There was no dispute that the plaintiff was entitled to reasonable notice of termination.  The focus at trial, however, was on whether the plaintiff had appropriately mitigated his loss.  Following the closure of its plant, the company notified the plaintiff of three comparable jobs available in another location and offered one-on-one coaching.

The plaintiff did not apply to any of those jobs and did not participate in any coaching session.  In fact, the plaintiff did not make any attempt at all to obtain alternate employment.  Instead, one month after his dismissal, the plaintiff chose to attend a full-time welding program for six months.  The plaintiff argued that he “needed to improve [his] skills after 28 years” and “brush up from unskilled labour to skilled labour” since he was “at the bottom of the food chain” (at para. 5).  The company provided evidence that the plaintiff likely would have been hired for at least two of the three available positions.

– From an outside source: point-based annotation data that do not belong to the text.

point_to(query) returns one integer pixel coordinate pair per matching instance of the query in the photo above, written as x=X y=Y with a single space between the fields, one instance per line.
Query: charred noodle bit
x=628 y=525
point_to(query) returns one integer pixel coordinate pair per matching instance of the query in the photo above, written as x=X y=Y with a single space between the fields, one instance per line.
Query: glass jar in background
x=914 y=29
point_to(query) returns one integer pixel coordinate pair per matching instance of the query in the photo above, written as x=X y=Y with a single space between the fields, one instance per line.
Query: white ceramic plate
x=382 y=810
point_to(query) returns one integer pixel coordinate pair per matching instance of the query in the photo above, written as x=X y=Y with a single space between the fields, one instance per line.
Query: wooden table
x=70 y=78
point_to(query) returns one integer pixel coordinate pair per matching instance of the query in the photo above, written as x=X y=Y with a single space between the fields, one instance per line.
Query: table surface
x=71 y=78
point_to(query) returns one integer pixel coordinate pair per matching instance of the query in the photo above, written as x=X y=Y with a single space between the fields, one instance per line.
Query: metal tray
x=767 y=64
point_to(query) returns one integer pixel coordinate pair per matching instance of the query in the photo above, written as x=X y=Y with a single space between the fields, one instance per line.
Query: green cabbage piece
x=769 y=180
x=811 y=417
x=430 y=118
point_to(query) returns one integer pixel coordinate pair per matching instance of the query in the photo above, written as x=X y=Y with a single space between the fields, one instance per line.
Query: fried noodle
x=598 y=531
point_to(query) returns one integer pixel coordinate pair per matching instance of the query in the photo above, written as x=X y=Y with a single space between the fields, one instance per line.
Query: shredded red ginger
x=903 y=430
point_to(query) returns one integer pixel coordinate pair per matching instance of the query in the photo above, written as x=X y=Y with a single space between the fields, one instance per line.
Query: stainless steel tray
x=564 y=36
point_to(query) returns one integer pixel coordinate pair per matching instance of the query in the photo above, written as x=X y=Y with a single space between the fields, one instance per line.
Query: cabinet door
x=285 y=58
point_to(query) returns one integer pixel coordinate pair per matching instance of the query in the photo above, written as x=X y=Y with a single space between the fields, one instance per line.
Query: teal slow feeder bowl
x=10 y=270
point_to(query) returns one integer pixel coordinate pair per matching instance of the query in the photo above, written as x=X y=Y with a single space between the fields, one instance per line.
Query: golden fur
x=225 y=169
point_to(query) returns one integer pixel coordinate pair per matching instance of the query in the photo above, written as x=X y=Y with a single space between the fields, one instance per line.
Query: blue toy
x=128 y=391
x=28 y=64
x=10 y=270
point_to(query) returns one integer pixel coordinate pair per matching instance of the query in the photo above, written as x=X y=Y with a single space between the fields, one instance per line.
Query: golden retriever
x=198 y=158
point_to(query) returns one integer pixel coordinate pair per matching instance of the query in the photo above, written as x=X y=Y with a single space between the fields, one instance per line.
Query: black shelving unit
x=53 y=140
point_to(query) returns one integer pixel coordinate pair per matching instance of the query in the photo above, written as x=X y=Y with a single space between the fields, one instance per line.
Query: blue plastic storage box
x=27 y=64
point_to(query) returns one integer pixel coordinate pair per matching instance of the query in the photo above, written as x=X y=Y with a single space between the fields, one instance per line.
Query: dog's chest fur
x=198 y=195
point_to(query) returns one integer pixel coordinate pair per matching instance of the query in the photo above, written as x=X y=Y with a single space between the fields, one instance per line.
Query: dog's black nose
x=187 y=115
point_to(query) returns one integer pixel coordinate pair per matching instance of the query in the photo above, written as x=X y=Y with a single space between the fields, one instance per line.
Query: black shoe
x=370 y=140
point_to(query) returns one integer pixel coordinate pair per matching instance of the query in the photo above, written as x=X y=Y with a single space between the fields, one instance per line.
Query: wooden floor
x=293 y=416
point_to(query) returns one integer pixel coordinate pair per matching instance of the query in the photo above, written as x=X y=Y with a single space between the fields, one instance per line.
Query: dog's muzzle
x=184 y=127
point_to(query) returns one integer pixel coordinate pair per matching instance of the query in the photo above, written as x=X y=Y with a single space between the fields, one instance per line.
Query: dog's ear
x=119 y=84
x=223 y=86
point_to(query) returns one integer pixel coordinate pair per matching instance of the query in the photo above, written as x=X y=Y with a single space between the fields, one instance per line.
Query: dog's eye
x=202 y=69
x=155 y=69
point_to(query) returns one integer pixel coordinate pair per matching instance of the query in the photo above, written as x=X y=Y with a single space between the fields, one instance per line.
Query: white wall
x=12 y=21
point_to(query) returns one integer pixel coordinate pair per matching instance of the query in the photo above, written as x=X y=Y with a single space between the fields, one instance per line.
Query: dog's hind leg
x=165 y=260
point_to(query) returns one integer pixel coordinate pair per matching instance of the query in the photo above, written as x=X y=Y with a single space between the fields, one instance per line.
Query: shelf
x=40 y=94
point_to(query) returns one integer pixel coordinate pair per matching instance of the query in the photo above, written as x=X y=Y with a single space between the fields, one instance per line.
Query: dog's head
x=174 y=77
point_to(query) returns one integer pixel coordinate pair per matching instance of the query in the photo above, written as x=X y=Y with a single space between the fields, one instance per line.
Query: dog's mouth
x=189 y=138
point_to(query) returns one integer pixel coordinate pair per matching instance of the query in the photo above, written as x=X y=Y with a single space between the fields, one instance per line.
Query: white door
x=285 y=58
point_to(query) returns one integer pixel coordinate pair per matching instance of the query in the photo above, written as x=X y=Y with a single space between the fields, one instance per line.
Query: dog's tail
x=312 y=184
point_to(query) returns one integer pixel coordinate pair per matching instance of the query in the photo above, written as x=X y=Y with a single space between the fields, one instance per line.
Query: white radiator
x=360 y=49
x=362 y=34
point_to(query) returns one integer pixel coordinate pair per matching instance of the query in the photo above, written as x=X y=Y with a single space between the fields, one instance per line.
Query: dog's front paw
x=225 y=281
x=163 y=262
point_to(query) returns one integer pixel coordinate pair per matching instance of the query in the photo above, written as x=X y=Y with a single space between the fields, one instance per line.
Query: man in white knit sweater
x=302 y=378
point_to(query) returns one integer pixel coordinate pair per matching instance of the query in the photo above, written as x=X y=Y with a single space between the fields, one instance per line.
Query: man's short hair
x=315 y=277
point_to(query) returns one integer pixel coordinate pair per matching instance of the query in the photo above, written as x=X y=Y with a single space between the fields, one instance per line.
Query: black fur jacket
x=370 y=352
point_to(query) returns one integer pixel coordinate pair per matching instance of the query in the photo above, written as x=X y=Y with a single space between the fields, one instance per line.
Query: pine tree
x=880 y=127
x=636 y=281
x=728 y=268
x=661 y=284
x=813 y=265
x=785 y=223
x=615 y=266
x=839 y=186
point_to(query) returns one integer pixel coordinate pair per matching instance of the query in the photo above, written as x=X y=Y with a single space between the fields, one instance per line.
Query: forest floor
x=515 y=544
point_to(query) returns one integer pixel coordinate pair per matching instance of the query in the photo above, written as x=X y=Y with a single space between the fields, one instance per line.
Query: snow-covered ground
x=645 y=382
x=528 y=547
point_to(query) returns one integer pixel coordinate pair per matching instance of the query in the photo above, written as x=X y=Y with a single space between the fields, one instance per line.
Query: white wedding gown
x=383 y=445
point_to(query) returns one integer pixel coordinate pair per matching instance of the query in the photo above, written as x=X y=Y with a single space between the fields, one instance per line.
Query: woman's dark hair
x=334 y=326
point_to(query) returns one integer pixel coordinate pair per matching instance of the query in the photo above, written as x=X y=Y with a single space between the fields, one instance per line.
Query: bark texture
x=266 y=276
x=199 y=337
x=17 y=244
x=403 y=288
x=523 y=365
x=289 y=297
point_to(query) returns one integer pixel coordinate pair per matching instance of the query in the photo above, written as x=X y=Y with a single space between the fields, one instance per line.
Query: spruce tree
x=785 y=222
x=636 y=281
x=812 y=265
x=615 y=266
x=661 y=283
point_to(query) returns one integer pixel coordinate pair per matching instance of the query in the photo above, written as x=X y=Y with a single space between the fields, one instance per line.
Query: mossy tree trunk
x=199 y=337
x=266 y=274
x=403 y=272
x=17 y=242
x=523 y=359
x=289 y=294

The Court held that the plaintiff failed to reasonably mitigate his damages in this case by pursuing retraining rather than re-employment.  While noting that the seeking of retraining, on its own, is not sufficient to demonstrate that an employee has failed to reasonably mitigate, the Court went on to state the following:

If the employer can establish that the dismissed employee (i) chose to retrain instead of seeking comparable positions, and (ii) could have procured that comparable employment, a dismissed employee ought not to have a “free pass” to change careers to enhance job security or obtain better hours, and then collect damages for notice simply because of dismissal.  In those circumstances, an employer should not be required to fund retraining (through payment of reasonable notice) when the employee could have obtained comparable employment.

(At para. 120.)

The Court held that comparable employment was available, and that the defendant company had met its onus and demonstrated the plaintiff could have obtained a position if he had taken reasonable steps to seek employment (at para. 149).  The Court rejected the plaintiff’s argument that the period of retraining was a “gap” in the reasonable notice period; instead, it held that entitlement to damages for wrongful dismissal ends on the date the plaintiff fails to seek comparable employment, and that the employee has no recoverable damages from that point onward (at paras. 154 to 156).

This case is a useful tool for employers as it clearly sets out that an employee seeking damages for wrongful dismissal cannot simply fail to take any steps to obtain re-employment in order to focus on retraining for an alternate career.  There may well be repercussions for his or her damages claim.